# smoking hose



## TractorTrent (Nov 24, 2012)

Hello

My father owns a 1996 kubota b1700 tractor. It has the three cylinder diesel engine. There is a hose that comes out of the valve cover and runs down next to the oil filter. There is nothing on the end of it and it just blows smoke and there is an accumulation of oil and dirt where it ends. Is the a crankcase vent hose? Does this open end need to ne attached to something? If anyone could help me I would be most grateful.
thanks


----------



## Hoodoo Valley (Nov 14, 2006)

Welcome to the forum! It sure sounds like that's what it is. Typically, they run up to the air breather.


----------



## nhtech (Mar 25, 2012)

Don't worry. It's the crankcase breather. Older tractors are vented to atmosphere. A little bit of smoke is normal. So is the oil accumulation.


----------



## Hoodoo Valley (Nov 14, 2006)

nhtech said:


> Don't worry. It's the crankcase breather. Older tractors are vented to atmosphere. A little bit of smoke is normal. So is the oil accumulation.


Sorry NH tech, I hit the edit instead of the quote. My 1947 Chevy truck was like that.


----------



## TractorTrent (Nov 24, 2012)

Well I appreciate your feed back fellas.
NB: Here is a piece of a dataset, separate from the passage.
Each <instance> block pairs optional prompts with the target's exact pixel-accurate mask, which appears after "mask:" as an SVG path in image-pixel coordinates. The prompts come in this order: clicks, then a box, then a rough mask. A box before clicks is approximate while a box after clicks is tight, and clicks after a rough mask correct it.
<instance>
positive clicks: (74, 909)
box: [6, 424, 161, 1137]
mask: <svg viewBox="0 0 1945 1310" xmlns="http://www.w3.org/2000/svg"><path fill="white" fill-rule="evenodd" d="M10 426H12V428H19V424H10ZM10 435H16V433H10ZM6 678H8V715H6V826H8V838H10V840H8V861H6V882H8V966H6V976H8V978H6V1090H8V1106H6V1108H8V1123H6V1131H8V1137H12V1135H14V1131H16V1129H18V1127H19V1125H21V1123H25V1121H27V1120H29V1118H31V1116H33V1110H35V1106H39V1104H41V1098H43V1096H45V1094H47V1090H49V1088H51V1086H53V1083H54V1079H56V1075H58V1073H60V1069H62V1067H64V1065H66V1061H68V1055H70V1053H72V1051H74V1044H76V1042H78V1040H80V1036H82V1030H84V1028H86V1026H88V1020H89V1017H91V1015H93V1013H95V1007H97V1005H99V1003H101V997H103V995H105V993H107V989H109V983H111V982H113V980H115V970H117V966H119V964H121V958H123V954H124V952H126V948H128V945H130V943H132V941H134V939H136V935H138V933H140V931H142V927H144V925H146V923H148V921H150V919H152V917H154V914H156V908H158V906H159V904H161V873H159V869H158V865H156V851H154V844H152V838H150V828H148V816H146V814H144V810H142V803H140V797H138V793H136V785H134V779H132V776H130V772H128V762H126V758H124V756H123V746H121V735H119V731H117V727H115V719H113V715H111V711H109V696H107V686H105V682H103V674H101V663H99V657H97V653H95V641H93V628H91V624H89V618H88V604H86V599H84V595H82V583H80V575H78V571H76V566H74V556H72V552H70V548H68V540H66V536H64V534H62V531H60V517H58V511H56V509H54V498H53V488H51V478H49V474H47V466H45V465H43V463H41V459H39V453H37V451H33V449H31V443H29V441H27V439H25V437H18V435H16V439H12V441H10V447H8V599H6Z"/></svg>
Would a small breather of filter be ok to put on it? Or I wonder would it clog seeings how there is an oil build up there.


----------



## nhtech (Mar 25, 2012)

I would not worry about it. It's a tractor after all. I always tell my customers that if its covered in oil at least it won't rust.


----------



## Thomas (Nov 1, 2006)

Has the same vent line on my pass B7100HST..don't restrict..let it puff out.


----------



## TractorTrent (Nov 24, 2012)

Will do. Thanks for the info. Is there a reason its smoking? It just seems very noticeable all of a sudden


----------